A 27-year-old Caucasian man with a history of opioid and benzodiazepine drug abuse, and active hepatitis C was transferred from a regional hospital to the emergency room at Heidelberg University Hospital (Heidelberg, Germany) after a self-administered intravenous injection of 2 mg adrenaline. The patient had no history of cardiovascular disease and showed signs of acute LV heart failure with pulmonary congestion and hypotension (70/40 mmHg) as well as chest pain. On admission, troponin T (0.96 μg/L) and N-terminal probrain natriuretic peptide (3151 ng/L) were elevated. The electrocardiogram showed a preterminal negative T wave in aVL. Echocardiography revealed markedly impaired LV function. Cardiac catheterization ruled out coronary artery disease, but confirmed a severely reduced LV function (ejection fraction less than 25%). Ventriculography (Figure 1 and Video) revealed midventricular akinesia but preserved basal and apical contractility, highly reminiscent of a midventricular or ‘reverse’ Takotsubo syndrome (1). Insertion of an intra-aortic ballon pump resulted in blood pressure stabilization, while administration of vasopressors was avoided. The intra-aortic ballon pump was weaned 24 h later and, during the following days, the patient was started on heart failure medication with a beta-blocker and an angiotensin-converting enzyme inhibitor. Because the C-reactive protein and white blood cell counts were elevated, cardiac magnetic resonance imaging was also performed to rule out acute myocarditis. However, gadolinium-enhanced magnetic resonance imaging did not reveal myocardial edema or late enhancement. In echocardiographic follow-up studies, LV function improved significantly and returned to almost normal one week after the initial event. Likewise, Troponin T and N-terminal probrain natriuretic peptide levels significantly decreased (0.07 μg/L and 432 ng/L, respectively). The patient fully recovered from clinical signs of LV heart failure and was transferred back to the referring hospital.

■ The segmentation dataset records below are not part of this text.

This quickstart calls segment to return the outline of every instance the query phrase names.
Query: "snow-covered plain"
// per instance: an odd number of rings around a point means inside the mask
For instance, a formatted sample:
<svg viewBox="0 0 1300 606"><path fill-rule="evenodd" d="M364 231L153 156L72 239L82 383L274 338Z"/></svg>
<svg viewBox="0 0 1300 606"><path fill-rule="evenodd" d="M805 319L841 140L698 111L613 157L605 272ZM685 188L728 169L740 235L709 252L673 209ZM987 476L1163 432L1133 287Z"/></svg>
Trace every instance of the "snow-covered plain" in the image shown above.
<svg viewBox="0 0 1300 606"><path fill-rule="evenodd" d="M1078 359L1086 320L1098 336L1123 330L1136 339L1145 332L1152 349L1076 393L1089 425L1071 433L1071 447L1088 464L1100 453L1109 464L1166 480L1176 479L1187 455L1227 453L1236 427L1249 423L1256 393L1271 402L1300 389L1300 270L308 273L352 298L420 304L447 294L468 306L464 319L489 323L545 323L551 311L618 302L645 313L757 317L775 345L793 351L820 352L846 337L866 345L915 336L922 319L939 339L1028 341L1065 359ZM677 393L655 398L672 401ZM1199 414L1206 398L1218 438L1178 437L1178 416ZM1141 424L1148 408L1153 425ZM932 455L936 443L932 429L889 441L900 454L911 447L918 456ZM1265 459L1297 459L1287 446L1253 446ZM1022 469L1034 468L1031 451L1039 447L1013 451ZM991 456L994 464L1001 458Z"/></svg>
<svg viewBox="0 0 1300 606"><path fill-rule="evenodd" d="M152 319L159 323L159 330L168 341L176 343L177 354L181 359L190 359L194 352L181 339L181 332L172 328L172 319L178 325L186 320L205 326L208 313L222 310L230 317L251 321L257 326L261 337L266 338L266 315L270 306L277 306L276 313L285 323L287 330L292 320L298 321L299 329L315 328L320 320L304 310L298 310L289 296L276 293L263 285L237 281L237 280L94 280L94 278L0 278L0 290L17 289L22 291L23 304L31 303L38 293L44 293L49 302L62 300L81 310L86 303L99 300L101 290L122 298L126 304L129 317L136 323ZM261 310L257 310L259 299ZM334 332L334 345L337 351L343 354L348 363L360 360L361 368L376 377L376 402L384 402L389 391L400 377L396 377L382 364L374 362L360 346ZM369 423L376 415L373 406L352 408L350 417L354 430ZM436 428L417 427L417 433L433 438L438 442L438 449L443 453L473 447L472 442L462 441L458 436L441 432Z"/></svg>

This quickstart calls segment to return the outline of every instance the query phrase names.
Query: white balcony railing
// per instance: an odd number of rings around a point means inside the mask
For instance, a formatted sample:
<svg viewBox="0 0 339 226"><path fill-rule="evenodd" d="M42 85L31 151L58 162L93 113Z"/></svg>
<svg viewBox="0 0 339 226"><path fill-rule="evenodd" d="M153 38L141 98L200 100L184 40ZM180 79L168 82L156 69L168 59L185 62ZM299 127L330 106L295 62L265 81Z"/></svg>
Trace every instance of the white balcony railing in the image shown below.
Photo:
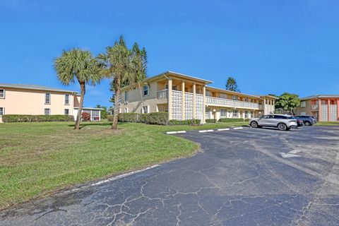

The transient LV apical ballooning cardiomyopathy, or Takotsubo syndrome, is characterized by reversible LV dysfunction, either with apical (‘typical’) or midventricular (‘atypical’) akinesia (1,2). Clinically, Takotsubo syndrome mimics the symptoms of an acute myocardial infarction. The precise pathophysiology is currently still unclear. However, growing evidence points toward a central role of sympathetic activation in this syndrome (3). The present report describes a case of reversible impaired LV function due to self-injection of adrenaline, clinically indistinguishable from Takotsubo syndrome. The present case may thus provide evidence for the principle that an excess of catecholamines is critical in the pathogenesis of Takotsubo syndrome.